Alors ce congre... ma seule hypothèse, bancale et capillotractée je l'admets: il est donc le gardien-passeur des gorges, de la frontière, de l'intermédiaire. Et il laisse passer l'homme du fleuve, "bouche-d'or" Antonio, d'une façon qui semble complice: n'ont-ils pas l'air de danser un ballet sans parole ni musique ? C'est un être démesuré pour ce fleuve: somme toute le Moby Dick local (ne pas oublier que Giono fut traducteur de Moby Dick de Melville).

 Vous avez noté le souffle de Giono, tel qu'il créée de la mythologie, sans qu'on pouffe de rire, et reposant sur un socle de nature-mère, vivante et s'exprimant sans cesse: Et je pense à Whalt Whitman, dont on sait que Giono le lisait et l'appréciait, à Thorau, plus sûrement qu'à J-J Rousseau ou à Virgile; je rajoute M-A Asturias, et Tahca Ushte, voir le premier chapitre de "de mémoire indienne", voilà pour quelques petits exemples, sans doute une multitude d'autres auteurs doit entrer là.

 Pour ce qui est des convictions de Giono en la matière, des textes limpides et démonstratifs (que j'aime beaucoup, mais c'est une autre histoire) comme Regain ou L'homme qui plantait des arbres vous mettront vite sur la piste !

 Mais sinon, par un travail d'exhumation à mener parmi les écrits non romanesques de Giono, dont certains sont passés pour complètement utopiques si ce n'est farfelus au dernier degré du vivant de l'auteur avant qu'on ne commence à voir quelques citations, de ci, de là, circuler, et de plus en plus souvent, on peut dégager une pensée assez visionnaire, qui parle plus aujourd'hui qu'en son temps (farfouillez dans Refus d'obéissance, Lettre aux paysans sur la pauvreté et la paix, Les vraies richesses, etc...).

 Mais revenons à notre Chant:
On "monte" en pays rebeillard.
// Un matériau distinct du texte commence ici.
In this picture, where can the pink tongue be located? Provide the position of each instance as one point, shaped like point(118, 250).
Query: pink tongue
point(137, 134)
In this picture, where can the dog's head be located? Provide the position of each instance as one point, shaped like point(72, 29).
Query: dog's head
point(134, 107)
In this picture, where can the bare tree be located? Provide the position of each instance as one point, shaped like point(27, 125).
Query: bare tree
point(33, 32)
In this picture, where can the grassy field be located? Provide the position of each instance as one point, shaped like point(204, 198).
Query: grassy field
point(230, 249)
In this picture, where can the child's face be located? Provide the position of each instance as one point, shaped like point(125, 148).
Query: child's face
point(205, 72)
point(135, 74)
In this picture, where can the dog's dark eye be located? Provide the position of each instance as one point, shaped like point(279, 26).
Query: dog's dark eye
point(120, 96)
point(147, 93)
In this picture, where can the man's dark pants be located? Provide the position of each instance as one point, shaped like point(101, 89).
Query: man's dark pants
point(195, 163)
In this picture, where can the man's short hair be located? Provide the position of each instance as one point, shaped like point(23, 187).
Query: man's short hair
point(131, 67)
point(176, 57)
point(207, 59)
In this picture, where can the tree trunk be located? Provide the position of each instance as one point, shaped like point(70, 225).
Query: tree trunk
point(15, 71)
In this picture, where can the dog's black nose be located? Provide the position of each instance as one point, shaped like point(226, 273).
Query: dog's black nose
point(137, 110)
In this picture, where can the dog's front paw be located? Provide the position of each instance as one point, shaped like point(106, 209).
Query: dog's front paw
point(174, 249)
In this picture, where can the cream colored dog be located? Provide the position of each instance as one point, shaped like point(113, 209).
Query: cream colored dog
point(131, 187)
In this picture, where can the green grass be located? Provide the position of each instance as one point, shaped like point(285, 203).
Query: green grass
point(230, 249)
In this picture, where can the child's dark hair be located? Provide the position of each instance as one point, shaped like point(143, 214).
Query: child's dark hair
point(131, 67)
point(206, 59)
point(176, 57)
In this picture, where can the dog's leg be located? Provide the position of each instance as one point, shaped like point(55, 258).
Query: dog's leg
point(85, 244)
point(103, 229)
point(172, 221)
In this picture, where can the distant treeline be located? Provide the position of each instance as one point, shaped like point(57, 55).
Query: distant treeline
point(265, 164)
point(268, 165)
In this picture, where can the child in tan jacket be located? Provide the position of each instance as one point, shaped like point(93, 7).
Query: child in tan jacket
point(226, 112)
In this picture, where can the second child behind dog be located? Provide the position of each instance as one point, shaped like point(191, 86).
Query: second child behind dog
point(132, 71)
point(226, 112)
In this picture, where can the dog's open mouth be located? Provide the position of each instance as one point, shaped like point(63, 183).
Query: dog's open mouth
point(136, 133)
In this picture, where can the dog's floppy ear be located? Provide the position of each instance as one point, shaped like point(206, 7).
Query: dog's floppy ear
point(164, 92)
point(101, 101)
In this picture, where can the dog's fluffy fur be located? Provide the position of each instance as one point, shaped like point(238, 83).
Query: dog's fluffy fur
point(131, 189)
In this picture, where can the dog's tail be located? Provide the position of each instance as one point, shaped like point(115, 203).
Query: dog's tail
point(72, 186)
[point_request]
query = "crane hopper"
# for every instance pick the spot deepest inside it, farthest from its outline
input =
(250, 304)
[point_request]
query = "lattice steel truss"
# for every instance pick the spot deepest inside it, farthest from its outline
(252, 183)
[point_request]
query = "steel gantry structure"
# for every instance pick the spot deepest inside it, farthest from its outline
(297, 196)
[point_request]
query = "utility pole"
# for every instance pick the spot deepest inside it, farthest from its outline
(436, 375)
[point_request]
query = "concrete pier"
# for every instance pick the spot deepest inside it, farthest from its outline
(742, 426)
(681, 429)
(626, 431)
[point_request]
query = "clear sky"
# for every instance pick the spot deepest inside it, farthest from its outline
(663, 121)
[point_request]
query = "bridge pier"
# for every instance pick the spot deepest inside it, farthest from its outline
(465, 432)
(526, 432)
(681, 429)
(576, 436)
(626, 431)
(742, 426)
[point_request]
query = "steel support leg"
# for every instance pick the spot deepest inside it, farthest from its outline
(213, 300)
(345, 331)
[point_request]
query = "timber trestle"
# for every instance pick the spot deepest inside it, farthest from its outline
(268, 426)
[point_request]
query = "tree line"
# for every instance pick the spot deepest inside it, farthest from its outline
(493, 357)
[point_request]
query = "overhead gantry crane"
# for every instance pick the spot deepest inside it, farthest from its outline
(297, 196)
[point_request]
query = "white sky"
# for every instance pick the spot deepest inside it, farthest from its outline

On croise un colporteur qui vend du tabac et qui est espéré par tous les hommes en "manque". Cela et les fusils, plus tard les foulons de la tannerie, et une phrase d'Antonio à propos de "lire le journal" sont à peu près les seuls indices de datation de l'action du roman: disons un grand et large XIXème siècle, au grand maximum début XXème, sans plus de précision possible; la temporalité "datable", et c'est important, est gommée dans le roman, manière de signer un rendu renforçant, sinon l'aspect mythologique, du moins le côté hors du temps mesuré.
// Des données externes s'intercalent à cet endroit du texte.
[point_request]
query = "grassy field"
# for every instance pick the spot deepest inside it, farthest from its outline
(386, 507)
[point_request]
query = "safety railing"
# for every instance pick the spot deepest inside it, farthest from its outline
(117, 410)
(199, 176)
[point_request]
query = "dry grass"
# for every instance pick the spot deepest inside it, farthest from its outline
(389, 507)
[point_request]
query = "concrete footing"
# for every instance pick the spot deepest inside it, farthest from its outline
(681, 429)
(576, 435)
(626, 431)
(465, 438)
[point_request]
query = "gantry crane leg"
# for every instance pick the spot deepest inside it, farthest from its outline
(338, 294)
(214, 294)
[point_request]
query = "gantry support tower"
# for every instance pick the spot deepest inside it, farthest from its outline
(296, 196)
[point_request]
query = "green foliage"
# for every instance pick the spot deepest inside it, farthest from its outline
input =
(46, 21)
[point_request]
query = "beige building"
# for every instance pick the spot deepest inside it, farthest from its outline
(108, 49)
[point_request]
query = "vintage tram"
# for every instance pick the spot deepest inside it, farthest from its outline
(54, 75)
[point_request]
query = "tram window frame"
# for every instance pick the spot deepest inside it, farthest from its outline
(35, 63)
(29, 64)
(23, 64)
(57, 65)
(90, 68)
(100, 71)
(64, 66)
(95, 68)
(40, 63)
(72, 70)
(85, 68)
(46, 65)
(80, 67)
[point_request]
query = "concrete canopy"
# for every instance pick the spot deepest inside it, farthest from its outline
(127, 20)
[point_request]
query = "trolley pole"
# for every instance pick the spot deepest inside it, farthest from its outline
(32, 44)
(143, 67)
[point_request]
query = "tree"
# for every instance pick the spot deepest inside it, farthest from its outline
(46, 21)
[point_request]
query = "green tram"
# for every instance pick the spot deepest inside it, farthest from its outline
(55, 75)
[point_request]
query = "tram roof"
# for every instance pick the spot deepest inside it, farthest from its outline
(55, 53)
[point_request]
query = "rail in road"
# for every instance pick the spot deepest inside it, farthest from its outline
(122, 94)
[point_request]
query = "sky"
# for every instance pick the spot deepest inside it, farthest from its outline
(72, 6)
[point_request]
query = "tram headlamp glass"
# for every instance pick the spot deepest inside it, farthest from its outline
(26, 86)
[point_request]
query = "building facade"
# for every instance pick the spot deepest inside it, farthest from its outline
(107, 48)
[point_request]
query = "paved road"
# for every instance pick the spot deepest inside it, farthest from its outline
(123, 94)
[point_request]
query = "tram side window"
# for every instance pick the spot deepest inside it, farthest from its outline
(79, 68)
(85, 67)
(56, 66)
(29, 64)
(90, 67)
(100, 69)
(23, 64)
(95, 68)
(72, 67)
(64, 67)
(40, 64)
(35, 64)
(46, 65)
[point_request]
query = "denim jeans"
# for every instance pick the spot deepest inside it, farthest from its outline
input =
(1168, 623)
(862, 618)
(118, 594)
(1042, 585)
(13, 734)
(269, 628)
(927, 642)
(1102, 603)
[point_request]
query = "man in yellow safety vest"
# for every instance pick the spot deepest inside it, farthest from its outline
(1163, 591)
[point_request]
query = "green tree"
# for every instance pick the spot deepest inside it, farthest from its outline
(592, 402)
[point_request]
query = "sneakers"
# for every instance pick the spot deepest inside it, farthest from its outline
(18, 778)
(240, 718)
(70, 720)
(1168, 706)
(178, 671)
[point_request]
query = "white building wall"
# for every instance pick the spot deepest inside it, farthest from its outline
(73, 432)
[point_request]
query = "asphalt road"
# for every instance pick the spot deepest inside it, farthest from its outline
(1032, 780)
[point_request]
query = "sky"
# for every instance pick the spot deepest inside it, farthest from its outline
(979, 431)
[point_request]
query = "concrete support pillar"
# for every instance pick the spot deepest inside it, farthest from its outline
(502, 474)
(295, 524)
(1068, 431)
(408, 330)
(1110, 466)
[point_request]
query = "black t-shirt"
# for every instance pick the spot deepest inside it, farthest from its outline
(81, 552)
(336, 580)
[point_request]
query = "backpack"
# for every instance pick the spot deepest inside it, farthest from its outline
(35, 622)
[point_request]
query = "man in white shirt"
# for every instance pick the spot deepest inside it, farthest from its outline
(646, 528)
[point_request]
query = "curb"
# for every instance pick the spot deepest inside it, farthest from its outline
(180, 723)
 A noter l'élément feu avec les brasiers allumés par les bouviers (littéralement: les cow-boys) de Maudru, pour communiquer une nouvelle importante (nous saurons plus tard que c'est le coup de feu du besson sur le neveu de Maudru). Puis, à la fin de la nuit suivante "le soleil s'embrasa". Auparavant, Matelot et Antonio avaient allumé deux feux, ce que le maître du pays (Maudru) prohibe: Antonio et Matelot sont, sinon des voleurs de feu, du moins des voleurs d'emplacement de feu. Le vrai voleur de feu sera, mais nous ne le savons pas encore, est bien sûr l'homme au cheveux rouges (symbole), celui qui n'a pas besoin de protéger ses yeux par temps de soleil sur la neige, etc...  
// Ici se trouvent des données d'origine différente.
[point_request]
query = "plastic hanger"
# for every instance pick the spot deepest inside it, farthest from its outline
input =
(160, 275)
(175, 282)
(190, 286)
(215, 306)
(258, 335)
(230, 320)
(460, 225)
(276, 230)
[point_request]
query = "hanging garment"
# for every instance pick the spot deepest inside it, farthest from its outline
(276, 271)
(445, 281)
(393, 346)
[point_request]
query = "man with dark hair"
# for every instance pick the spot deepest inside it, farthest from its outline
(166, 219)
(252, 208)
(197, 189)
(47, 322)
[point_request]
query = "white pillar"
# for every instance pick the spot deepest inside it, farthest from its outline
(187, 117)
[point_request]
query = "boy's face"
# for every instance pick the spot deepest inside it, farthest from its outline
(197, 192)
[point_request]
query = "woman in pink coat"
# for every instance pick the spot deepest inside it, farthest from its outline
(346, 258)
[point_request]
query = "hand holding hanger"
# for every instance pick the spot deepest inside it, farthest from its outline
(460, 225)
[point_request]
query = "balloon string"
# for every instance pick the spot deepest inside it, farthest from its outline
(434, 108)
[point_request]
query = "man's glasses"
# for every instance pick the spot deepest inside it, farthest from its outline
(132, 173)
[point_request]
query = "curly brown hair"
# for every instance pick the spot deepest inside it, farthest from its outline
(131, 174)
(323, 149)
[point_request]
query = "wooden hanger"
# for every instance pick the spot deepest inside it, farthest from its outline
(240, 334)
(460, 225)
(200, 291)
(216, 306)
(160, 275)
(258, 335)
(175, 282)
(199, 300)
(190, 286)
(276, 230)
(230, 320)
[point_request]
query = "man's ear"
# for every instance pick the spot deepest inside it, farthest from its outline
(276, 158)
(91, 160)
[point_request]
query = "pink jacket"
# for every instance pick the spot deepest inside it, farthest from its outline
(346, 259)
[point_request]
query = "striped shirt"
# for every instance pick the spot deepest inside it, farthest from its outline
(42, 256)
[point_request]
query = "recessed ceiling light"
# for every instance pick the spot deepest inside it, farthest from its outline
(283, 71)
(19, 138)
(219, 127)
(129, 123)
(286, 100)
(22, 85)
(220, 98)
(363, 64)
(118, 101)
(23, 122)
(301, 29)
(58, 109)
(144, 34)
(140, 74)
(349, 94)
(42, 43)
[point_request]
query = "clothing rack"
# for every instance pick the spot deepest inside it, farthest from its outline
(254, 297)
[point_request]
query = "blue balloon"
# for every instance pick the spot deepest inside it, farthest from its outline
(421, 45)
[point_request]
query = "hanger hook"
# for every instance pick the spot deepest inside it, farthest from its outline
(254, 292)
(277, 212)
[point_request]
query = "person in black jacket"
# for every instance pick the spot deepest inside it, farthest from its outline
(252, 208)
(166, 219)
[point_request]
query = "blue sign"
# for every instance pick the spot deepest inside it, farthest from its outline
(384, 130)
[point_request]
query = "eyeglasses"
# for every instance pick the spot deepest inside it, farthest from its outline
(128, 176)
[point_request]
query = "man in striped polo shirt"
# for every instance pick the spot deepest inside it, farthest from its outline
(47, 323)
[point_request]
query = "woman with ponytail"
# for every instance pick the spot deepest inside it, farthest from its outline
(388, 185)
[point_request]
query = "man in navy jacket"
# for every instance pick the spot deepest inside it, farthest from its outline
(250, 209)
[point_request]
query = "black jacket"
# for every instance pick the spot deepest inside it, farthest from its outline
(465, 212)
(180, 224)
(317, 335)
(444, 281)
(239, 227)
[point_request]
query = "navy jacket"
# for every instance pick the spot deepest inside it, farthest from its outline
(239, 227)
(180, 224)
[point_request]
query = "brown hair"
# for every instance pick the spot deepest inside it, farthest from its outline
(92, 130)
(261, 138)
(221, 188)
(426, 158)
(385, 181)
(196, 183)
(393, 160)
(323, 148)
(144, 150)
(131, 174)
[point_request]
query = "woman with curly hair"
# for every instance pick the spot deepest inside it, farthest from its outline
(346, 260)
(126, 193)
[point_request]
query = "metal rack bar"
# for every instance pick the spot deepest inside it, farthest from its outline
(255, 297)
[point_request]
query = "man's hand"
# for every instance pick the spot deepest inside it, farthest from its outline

Après une montée sous la pluie -donc "eau"- (somptueuses descriptions de la pluie "vivante", puis, plus tard, de la neige - description qui inaugure la deuxième partie), le passage au feu du charron, auprès duquel ils ne restent pas en dépit de l'invite du charron, la grange qui "suait du feu par tous ses trous" (chapitre VII) "on ne voyait que de grandes flammes nerveuses, un étincelant feuillage d'or claquait en écrasant un brasier rouge", et des inconnus en train de haleter, de s'étriller, de se sécher en une scène hallucinante, qui aura son rappel bien plus tard, dans la seconde partie, quand Antonio, Matelot et le besson passent ensemble à l'étuve-étrille maison, scène stoppée par l'entrée désapprobatrice de Toussaint.  

 Beaucoup de choses à dire sur la fin de la première partie, et les premiers chapitres de la deuxième - dans un prochain message !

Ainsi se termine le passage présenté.